Elle a ajouté qu'il peut être difficile pour les étudiants d'admettre qu'ils éprouvent des difficultés, car nombreux sont ceux « qui ont réussi malgré les défis de leur communauté et de leur situation économique et le fait d'en parler peut, d'une certaine manière, les rendre vraiment vulnérables ».
Les collèges peuvent faire certaines choses pour déstigmatiser le stress financier, comme mettre des garde-manger et d'autres ressources à la disposition de tous les étudiants, plutôt que de demander aux étudiants de « prouver qu'ils sont pauvres », a déclaré Santiago.
Fournir aux étudiants une aide pour leurs besoins fondamentaux peut contribuer à améliorer les résultats scolaires en les empêchant de se retrouver dans des situations où ils doivent choisir entre payer pour la nourriture ou pour l'essence dont ils ont besoin pour se rendre en classe, a déclaré Santiago.
Dans certains cas, un tel stress financier et une insécurité des besoins fondamentaux peuvent contribuer à ce que les étudiants abandonnent leurs études universitaires, selon une nouvelle note d'orientation du Community College Research Center du Teachers College de l'Université Columbia.
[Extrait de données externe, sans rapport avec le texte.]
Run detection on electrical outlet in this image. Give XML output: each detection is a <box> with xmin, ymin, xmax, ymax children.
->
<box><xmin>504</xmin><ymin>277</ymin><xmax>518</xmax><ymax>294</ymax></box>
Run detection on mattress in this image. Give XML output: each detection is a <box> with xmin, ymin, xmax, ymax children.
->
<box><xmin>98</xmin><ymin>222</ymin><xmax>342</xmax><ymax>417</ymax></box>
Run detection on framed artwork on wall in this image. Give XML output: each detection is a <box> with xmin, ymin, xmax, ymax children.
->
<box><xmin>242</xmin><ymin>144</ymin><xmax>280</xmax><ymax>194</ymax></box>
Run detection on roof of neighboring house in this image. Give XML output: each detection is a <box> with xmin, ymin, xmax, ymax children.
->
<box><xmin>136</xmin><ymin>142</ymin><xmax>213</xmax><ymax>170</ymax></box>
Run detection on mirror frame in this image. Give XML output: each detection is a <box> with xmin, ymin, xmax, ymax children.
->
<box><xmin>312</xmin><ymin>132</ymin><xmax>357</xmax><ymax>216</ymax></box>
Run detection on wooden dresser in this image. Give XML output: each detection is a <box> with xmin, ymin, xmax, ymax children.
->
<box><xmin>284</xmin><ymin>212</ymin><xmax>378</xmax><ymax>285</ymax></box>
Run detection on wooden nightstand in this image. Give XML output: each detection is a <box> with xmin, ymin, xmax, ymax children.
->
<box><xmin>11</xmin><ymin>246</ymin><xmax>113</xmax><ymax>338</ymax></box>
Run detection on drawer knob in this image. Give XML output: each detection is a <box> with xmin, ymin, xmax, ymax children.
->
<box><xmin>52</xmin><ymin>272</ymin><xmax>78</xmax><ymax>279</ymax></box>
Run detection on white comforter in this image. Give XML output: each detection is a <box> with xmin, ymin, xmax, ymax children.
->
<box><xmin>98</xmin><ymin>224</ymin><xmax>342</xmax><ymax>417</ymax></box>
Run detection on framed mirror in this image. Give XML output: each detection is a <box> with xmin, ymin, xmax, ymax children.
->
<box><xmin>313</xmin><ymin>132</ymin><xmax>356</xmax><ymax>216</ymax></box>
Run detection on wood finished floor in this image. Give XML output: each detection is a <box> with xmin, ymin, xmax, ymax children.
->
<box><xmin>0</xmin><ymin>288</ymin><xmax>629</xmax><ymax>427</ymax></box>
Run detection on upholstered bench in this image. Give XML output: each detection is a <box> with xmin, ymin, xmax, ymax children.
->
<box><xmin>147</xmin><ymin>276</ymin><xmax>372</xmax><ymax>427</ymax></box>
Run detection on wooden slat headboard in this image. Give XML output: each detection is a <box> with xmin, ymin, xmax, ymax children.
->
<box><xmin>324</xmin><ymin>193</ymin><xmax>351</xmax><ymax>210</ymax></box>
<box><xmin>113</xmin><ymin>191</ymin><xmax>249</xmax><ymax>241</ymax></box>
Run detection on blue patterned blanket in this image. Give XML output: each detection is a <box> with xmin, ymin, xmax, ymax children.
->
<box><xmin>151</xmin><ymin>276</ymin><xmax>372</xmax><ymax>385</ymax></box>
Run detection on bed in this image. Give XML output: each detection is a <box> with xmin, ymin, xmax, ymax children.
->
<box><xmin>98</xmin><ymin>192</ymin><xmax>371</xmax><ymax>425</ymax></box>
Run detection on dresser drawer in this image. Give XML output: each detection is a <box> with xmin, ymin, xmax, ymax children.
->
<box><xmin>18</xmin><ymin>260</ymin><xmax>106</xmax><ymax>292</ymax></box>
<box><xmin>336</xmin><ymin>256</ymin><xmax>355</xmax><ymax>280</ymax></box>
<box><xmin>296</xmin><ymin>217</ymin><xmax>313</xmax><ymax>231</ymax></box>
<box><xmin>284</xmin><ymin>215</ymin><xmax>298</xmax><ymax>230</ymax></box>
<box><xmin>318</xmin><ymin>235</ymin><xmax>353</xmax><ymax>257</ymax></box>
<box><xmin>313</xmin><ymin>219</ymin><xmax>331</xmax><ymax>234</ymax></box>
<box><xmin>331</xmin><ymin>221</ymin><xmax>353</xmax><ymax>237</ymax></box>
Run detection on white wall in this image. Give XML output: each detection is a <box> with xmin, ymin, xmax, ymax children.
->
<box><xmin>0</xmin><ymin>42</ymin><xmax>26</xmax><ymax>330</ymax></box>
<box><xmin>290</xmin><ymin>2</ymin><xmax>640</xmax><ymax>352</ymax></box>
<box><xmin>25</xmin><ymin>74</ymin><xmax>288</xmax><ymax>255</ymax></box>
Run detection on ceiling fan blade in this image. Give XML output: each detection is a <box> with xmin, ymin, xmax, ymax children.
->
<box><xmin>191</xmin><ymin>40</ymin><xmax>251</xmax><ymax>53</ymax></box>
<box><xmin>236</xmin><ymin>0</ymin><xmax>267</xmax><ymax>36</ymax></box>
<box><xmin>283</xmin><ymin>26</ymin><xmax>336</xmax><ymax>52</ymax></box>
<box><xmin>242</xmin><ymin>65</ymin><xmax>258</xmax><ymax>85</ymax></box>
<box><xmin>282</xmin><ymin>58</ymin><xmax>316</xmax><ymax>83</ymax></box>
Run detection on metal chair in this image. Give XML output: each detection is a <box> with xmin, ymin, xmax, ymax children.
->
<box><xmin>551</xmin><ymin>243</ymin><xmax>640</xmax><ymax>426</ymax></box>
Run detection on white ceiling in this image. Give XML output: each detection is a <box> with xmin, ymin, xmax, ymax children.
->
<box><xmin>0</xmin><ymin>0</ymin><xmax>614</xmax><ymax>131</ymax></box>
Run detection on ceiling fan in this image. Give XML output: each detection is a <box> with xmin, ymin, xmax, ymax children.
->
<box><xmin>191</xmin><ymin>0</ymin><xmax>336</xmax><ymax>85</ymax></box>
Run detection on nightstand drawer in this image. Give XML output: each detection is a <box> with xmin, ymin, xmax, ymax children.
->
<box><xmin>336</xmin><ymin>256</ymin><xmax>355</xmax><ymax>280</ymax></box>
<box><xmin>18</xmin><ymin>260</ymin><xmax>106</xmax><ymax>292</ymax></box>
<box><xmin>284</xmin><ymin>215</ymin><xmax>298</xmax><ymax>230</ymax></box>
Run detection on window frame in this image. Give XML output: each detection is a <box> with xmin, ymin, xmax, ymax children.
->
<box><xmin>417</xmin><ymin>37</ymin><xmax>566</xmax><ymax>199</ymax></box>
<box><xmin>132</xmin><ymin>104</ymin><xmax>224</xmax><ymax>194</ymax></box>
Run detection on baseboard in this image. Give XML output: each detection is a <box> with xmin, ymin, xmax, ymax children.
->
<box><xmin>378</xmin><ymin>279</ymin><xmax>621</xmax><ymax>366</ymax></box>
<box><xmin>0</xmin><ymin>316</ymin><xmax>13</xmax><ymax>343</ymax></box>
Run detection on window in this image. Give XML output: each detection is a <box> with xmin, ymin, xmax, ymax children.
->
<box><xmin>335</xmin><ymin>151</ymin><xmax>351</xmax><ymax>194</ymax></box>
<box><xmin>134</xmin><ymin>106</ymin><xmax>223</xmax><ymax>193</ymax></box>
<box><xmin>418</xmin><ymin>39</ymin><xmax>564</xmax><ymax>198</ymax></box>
Serena C. Klempin, associée de recherche principale au CCRC, a déclaré que les collèges ne parviennent souvent pas à remarquer des problèmes tels que l'itinérance et l'insécurité alimentaire parce que les étudiants ne sont pas à l'aise d'admettre les défis auxquels ils sont confrontés.
« Aux États-Unis, il existe encore cette mentalité qui consiste à pouvoir se relever par ses propres moyens, et même si vous avez des difficultés, il vous suffit de trouver un emploi ou de travailler plus dur », a déclaré Klempin. « Ce sont des individus qui essaient de faire des études pour pouvoir travailler, mais je pense que cette perception existe toujours. »
Le rapport Ellucian suggère que les collèges peuvent mieux soutenir les étudiants en difficulté en proposant des horaires flexibles et des cours hybrides, ainsi que des fonds d'urgence, des services de garde d'enfants et des initiatives de bien-être financier.